"You should choose the one whom you trust and has the ability to monitor the government, not only the one who offers you services, as offering services isn't his main duty," state Nile TV said in its awareness campaign on Sunday.
However, offering services was one of the major ways the parties used to promote themselves.
The liberal Wafd Party launched medical convoys in the country' s cities to offer free medical examination and then paid the prescription.
"Wafd is the most famous liberal, moderate party, and I think it's time for it to serve the country in a right way after the revolution, I support liberals, so I will support Wafd who is the most experienced one," Eman Hassan, 44, told Xinhua.
Wafd's rival, Muslim Brotherhood's Freedom and Justice Party ( FJP), also adopted the way of serving the public to win their trust.
It innovated a new way of serving the candidates during the poll days by providing the voters with buses to take them to their constituencies, and with ushers in every city to indicate the people to their right place to vote.
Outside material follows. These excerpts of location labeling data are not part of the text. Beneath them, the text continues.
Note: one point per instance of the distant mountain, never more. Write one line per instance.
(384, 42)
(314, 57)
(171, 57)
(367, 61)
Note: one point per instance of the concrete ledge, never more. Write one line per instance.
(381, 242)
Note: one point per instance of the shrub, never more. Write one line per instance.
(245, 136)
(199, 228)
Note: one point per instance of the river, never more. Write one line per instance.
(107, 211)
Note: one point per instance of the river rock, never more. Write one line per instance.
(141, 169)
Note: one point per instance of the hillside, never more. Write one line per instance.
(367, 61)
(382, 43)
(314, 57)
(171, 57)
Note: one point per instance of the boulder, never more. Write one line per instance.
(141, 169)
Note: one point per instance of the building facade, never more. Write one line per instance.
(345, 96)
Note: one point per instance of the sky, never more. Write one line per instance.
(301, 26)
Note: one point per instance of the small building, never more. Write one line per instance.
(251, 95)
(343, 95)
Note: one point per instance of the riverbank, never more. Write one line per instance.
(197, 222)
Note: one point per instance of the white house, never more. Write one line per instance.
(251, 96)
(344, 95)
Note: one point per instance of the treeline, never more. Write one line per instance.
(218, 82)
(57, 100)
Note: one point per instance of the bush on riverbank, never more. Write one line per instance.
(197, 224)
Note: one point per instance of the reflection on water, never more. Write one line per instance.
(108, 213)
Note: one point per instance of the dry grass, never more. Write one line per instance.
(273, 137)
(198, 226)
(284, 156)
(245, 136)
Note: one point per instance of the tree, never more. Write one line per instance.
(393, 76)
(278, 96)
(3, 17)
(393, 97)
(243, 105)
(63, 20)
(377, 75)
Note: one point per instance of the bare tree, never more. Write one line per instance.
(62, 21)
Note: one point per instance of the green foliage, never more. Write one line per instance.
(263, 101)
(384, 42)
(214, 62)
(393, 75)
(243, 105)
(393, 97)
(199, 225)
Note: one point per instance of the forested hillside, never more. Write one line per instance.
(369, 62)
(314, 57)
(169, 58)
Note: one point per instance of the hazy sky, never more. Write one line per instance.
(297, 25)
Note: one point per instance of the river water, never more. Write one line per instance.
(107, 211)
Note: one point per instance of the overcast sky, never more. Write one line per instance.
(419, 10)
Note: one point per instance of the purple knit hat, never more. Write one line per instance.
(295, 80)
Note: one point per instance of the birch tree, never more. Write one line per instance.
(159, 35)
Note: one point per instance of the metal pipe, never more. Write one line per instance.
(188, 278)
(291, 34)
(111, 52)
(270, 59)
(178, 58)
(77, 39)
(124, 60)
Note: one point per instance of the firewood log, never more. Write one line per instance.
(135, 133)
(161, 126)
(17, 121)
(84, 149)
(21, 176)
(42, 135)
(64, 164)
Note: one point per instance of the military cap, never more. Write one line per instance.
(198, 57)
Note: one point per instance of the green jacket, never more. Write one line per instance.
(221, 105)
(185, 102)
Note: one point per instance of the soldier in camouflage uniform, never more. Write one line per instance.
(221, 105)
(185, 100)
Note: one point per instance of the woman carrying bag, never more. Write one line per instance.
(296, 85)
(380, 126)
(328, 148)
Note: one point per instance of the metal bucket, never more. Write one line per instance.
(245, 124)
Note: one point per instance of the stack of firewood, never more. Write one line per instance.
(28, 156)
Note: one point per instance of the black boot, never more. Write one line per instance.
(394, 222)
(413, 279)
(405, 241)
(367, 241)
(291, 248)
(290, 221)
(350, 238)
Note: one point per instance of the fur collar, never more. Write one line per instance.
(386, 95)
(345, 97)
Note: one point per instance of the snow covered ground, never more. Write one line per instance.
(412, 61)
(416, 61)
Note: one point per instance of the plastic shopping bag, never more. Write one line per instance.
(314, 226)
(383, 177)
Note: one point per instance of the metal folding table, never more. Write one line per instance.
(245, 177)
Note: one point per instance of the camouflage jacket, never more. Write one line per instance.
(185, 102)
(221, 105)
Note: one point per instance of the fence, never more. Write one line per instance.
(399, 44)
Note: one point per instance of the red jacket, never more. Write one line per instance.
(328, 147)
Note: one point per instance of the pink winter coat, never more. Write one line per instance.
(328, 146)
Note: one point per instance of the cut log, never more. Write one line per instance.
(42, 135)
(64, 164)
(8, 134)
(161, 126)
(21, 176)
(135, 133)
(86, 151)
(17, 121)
"Freedom and Justice Party is affiliate to the Muslim Brotherhood, who was suppressed by a way or another during the former regime, its their time to prove for us their loyalty to the public, not the chairs, and I will give them my vote to have the chance", said Sherif Talat, 34 to Xinhua.
One of the most remarkable actions the FJP took during his campaign is the " Car of Dreams", where the Muslim Brotherhood held in different spots of Cairo and asked the people to note what they dream of and paste it on the car.
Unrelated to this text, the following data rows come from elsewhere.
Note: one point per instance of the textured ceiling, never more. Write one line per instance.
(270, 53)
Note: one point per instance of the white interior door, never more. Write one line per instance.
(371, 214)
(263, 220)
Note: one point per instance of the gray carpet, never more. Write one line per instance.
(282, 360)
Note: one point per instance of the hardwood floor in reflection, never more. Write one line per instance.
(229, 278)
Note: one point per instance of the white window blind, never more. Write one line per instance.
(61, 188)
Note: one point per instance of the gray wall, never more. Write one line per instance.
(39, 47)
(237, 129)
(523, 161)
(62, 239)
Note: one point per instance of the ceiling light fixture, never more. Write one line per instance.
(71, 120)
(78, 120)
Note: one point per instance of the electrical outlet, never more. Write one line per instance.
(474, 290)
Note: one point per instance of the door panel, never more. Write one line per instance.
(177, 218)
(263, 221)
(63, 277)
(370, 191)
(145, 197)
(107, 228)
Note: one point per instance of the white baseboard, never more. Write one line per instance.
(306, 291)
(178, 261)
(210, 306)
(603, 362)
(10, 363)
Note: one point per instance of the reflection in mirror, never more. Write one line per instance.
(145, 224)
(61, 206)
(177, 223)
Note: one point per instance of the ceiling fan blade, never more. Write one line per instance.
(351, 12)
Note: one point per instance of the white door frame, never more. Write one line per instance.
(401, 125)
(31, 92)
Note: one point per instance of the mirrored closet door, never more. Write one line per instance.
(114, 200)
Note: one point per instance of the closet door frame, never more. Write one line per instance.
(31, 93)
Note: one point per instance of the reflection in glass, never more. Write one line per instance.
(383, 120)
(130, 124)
"The Muslim Brotherhood group for me has all the advantages to be worthy of my vote, they are so matured politically that they can take the country to safety. They have the modernism in their process encouraging the science and development, and at the same time they are religious keen on exalting Islam in the world, for that we will vote them," said Zeiad Henedy 24, to Xinhua.
The polls came after days of protests since Nov. 18 which have left 42 dead and more than 3,200 injured. Essam Sharaf's cabinet resigned and a new cabinet is under formation under the newly appointed prime minister Kamal al-Ganzouri, who led the government from 1996 to 1999 under the Mabarak regime.
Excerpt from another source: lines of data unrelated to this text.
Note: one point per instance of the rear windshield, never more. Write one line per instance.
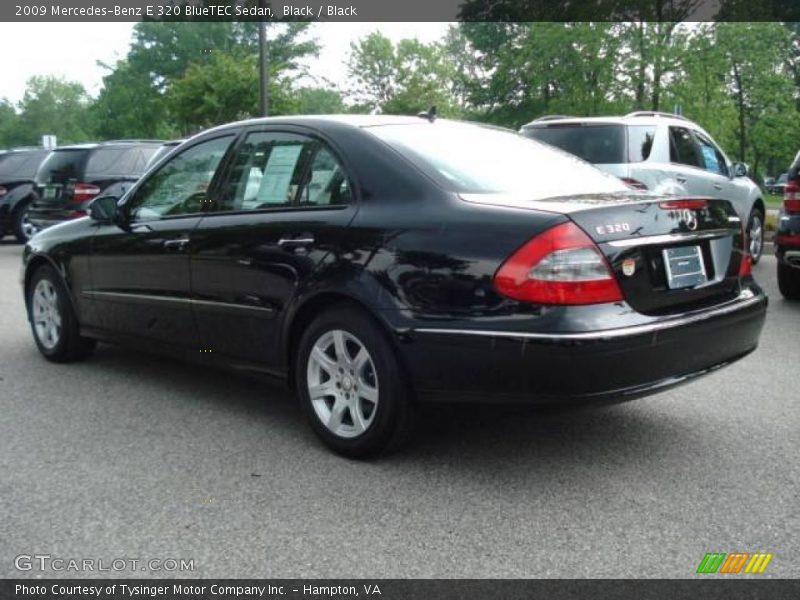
(119, 162)
(160, 153)
(473, 159)
(598, 144)
(62, 166)
(20, 165)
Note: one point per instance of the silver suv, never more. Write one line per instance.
(659, 152)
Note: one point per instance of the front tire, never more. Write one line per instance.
(22, 227)
(755, 234)
(53, 322)
(789, 282)
(351, 384)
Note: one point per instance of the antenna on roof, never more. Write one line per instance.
(430, 114)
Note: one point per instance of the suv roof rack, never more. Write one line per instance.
(132, 141)
(551, 118)
(654, 113)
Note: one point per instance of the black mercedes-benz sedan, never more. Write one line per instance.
(376, 263)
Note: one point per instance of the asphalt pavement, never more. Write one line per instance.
(129, 456)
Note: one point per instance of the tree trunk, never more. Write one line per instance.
(737, 77)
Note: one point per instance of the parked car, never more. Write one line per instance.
(17, 170)
(162, 151)
(72, 176)
(787, 237)
(385, 261)
(778, 185)
(663, 153)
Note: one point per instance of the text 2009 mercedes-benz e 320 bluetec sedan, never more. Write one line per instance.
(379, 262)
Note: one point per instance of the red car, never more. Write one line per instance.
(787, 240)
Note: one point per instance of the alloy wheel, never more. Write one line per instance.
(342, 383)
(46, 314)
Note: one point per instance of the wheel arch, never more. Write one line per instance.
(310, 307)
(33, 264)
(758, 203)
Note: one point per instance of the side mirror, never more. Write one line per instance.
(739, 169)
(104, 209)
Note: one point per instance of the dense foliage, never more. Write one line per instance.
(741, 81)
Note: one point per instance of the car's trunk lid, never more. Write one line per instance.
(58, 175)
(668, 254)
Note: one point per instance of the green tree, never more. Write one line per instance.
(52, 105)
(129, 106)
(319, 101)
(405, 78)
(8, 120)
(225, 89)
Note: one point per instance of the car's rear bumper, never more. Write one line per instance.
(608, 365)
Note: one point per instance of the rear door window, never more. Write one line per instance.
(683, 148)
(640, 142)
(267, 171)
(20, 165)
(63, 166)
(597, 144)
(713, 160)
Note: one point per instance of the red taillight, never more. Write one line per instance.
(84, 192)
(634, 183)
(560, 266)
(791, 202)
(682, 203)
(746, 266)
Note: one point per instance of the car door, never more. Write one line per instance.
(283, 205)
(686, 163)
(140, 269)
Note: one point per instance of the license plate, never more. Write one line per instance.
(685, 267)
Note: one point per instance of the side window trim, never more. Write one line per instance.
(705, 139)
(225, 170)
(213, 187)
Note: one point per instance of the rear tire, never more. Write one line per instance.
(789, 282)
(54, 325)
(23, 229)
(351, 384)
(755, 235)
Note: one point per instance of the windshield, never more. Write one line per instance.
(63, 166)
(597, 144)
(474, 159)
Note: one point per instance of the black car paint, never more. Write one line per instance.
(419, 259)
(19, 187)
(46, 213)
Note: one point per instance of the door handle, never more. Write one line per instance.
(305, 240)
(178, 243)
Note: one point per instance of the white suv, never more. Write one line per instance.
(659, 152)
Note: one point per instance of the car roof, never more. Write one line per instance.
(346, 121)
(634, 118)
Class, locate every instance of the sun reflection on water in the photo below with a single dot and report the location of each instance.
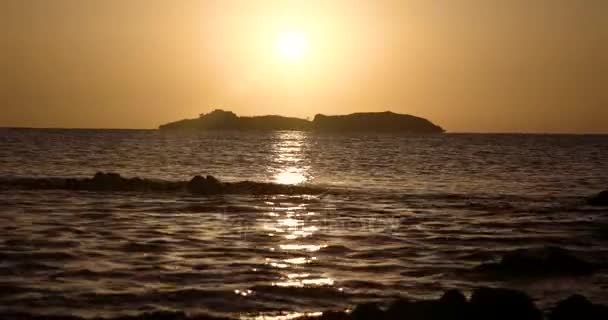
(289, 224)
(288, 165)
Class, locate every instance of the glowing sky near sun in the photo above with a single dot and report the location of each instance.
(467, 65)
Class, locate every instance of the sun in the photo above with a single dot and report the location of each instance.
(292, 46)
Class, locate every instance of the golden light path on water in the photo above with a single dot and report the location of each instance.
(290, 225)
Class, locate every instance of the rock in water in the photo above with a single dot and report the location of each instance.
(503, 304)
(208, 185)
(538, 262)
(600, 200)
(578, 307)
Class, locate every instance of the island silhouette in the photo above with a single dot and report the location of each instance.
(365, 122)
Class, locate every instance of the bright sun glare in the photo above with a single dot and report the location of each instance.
(292, 45)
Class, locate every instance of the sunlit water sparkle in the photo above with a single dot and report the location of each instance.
(412, 216)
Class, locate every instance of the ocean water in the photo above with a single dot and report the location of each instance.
(407, 216)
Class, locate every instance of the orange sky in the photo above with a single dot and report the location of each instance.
(470, 65)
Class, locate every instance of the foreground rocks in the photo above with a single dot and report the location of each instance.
(484, 304)
(600, 200)
(537, 263)
(114, 182)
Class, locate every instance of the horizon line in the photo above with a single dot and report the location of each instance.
(446, 132)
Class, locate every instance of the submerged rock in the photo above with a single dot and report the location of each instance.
(578, 307)
(600, 200)
(503, 304)
(207, 185)
(116, 183)
(539, 262)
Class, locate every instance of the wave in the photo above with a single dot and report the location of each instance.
(115, 182)
(484, 303)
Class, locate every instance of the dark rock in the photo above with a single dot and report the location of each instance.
(367, 311)
(227, 120)
(414, 310)
(452, 305)
(107, 181)
(375, 121)
(369, 121)
(600, 200)
(208, 185)
(578, 307)
(538, 262)
(453, 297)
(503, 304)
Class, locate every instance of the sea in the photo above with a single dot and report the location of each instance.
(407, 216)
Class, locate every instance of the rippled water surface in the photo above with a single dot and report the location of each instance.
(413, 216)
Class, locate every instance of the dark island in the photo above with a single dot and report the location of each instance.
(368, 122)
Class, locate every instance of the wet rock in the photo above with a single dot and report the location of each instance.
(578, 307)
(503, 304)
(207, 185)
(600, 200)
(452, 305)
(367, 311)
(539, 262)
(107, 181)
(414, 310)
(453, 297)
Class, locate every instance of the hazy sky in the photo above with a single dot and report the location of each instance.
(470, 65)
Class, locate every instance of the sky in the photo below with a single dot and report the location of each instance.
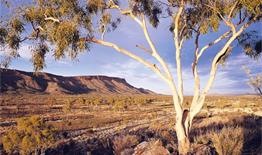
(230, 78)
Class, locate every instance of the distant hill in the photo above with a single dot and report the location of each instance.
(27, 82)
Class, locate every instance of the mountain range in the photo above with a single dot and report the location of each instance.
(17, 81)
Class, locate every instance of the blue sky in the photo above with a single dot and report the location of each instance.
(230, 79)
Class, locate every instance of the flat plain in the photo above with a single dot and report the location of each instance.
(88, 123)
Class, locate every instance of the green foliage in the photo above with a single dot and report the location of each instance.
(251, 43)
(30, 135)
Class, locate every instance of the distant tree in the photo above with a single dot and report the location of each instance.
(72, 26)
(30, 136)
(255, 81)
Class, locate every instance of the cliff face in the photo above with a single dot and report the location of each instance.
(27, 82)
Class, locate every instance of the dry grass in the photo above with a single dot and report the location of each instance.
(123, 143)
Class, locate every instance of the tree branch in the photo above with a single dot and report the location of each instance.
(153, 67)
(225, 35)
(178, 52)
(145, 49)
(52, 19)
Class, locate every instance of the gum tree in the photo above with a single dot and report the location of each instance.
(68, 27)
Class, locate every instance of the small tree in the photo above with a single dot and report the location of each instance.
(71, 27)
(30, 136)
(255, 81)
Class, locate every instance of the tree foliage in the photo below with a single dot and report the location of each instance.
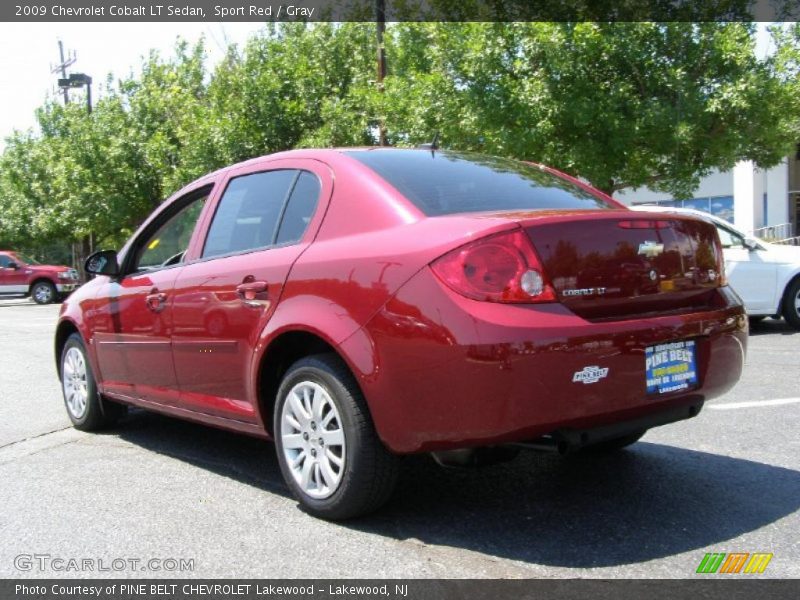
(621, 104)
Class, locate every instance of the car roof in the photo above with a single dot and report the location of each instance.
(687, 211)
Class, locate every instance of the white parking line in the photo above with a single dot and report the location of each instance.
(755, 404)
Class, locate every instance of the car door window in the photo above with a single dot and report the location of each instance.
(729, 239)
(300, 208)
(169, 242)
(249, 212)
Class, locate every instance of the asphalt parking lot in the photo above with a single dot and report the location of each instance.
(157, 488)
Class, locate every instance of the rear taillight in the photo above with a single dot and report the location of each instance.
(497, 268)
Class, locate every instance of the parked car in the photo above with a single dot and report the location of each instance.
(765, 275)
(21, 275)
(372, 303)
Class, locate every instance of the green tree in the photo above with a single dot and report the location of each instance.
(620, 104)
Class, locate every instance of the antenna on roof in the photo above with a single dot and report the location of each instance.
(433, 146)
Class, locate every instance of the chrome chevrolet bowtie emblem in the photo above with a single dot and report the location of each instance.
(650, 249)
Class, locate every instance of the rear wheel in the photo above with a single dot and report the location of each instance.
(85, 408)
(791, 304)
(614, 444)
(43, 292)
(328, 450)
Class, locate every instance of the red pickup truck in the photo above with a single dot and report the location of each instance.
(23, 276)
But the Supreme Council of the Armed Forces, which took over power from Mubarak on Feb.11, insisted the elections be held on time, in order to push forward the transitional process. The People's Assembly vote will last until Jan. 10 over three stages. The Shura Council will be held from late Jan. to early March. And the presidential polls will be held before June 30.
A recent survey by a social and criminal affairs research center in Egypt indicated 80 percent of the interviewees said they would cast votes. And 80 percent of those who wanted to vote said the polls would be relatively fair and transparent. The turnout is forecast to be much higher than the previous ones.
Ahmed Sayeed, a 19-year-old student in Cairo University, said it was the first time for him to have the right to vote and that his vote will be given to the parties he trusted.
"Now, the whole country is in a kind of recession. I really hope to select those who could serve the people's interests and end the continuous social turmoil completely," he told Xinhua.